É possível que a substituição da revolução por direitos trabalhistas só tenha entrado no léxico marxistas graças ao reformismo de Eduard Bernstein (1850 – 1932), o social-democrata cujas ideias provavelmente eram conhecidas pelo ex-socialista Mussolini. Quando todas as tentativas de revolução falharam, restou aos marxistas fazerem de conta que Bernstein era importante dentro do marxismo internacional ou mesmo alemão, em vez de uma espécie de herege, rechaçado na Alemanha por Rosa Luxemburgo.
O homem atomizado
Mas a outra coisa que o ambiente de Genta faz ver melhor é que o comunismo, sendo contra toda autoridade e crendo numa utopia de homens iguais desprovidos de instituições (bem ao estilo de Imagine, de John Lennon), é contrário ao Estado. Lembremos: o proletariado, que não ganharia nenhum direito e seria cada vez mais espoliado, um dia faria a Revolução, mataria os burgueses, tomaria os meios de produção e instauraria a Ditadura do Proletariado. Depois, sabe Deus como, o Estado feneceria – mas feneceria, e aí começaria a fase Imagine da humanidade.
Cito Genta: “O homem, para o marxismo, é um animal superevoluído com necessidades biológicas prementes e tende a satisfazê-las, para sua conservação e seu prazer; e só pode lográ-lo em sociedade com outros homens”. O homem é isso, mas é também um animal que quer dar um sentido à própria vida, sentido esse que só existe em comunhão com outros homens ou com o sobrenatural. Ele não escreve um romance ou vai à missa por necessidades biológicas, nem apenas por prazer. Essa perspectiva dos marxistas é idêntica à dos progressistas, que só falam em dinheiro e prazer. Continuando com Genta: “Mas até agora todos os regimes [para os marxistas] não foram mais que formas sucessivas de exploração da maioria pela minoria. […] O homem real e verdadeiro [para os marxistas] não é o homem histórico, nem a sociedade real, verdadeiramente humana, é a sociedade que constitui nossa Pátria e o Estado Nacional a que pertencemos. O homem verdadeiro é aquele sem Deus e sem Pátria, cidadão da Humanidade, nascido, criado e formado na futura sociedade comunista, onde poderá satisfazer plenamente todos os apetites e estará livre das más paixões que torturam sua alma e faz torturar os seus semelhantes. […] O Estado na sociedade de classes é um instrumento de opressão. Suprimida as classes pela revolução proletária, o Estado se converte num simples administrador”.

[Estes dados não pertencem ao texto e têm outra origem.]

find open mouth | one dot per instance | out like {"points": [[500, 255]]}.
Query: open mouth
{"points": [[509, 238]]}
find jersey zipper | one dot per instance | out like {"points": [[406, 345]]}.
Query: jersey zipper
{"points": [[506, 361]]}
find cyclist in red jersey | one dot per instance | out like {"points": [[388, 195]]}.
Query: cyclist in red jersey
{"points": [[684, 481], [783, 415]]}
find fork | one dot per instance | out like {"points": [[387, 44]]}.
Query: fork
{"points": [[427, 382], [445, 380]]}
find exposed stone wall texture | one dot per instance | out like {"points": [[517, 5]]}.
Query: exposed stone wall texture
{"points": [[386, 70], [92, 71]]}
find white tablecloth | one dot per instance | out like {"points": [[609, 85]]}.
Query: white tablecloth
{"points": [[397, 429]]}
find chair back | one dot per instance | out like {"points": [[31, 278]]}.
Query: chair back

O Estado para Genta tinha a função nobre de proteger a sociedade. No entanto, graças à importância que o utilitarismo teve na cultura anglófona, que é hoje hegemônica no Ocidente, é a coisa mais fácil do mundo encontrar quem concorde tintim por tintim com o marxismo clássico, tirando apenas a Revolução: (1) o Estado que existe é pura opressão; (2) o Estado não deveria existir; (3) existindo, o Estado deveria ser mera gestão de coisas, destituído de qualquer aspecto moral; (4) regulações trabalhistas são inteiramente descabidas.
Tudo isso é falso. O Estado é necessário e tem o papel nobre de zelar pelo bem-estar dos seus cidadãos, inclusive criando leis que proíbam coisas como trabalho escravo ou racismo. A vida humana não se restringe às necessidades biológicas, nem ao prazer. Somos animais sociais e precisamos de um bom ambiente para nos desenvolvermos – o que inclui, por exemplo, tirar os cracudos da frente das crianças, julgando que é mais virtuoso dar um ambiente sadio às crianças do que dar liberdade a todos de fumar crack no meio da rua.
A vida individual é feita de escolhas individuais. A vida social, tão importante para o homem, é feita também de escolhas coletivas. A gestão dessas escolhas não pode prescindir do Estado.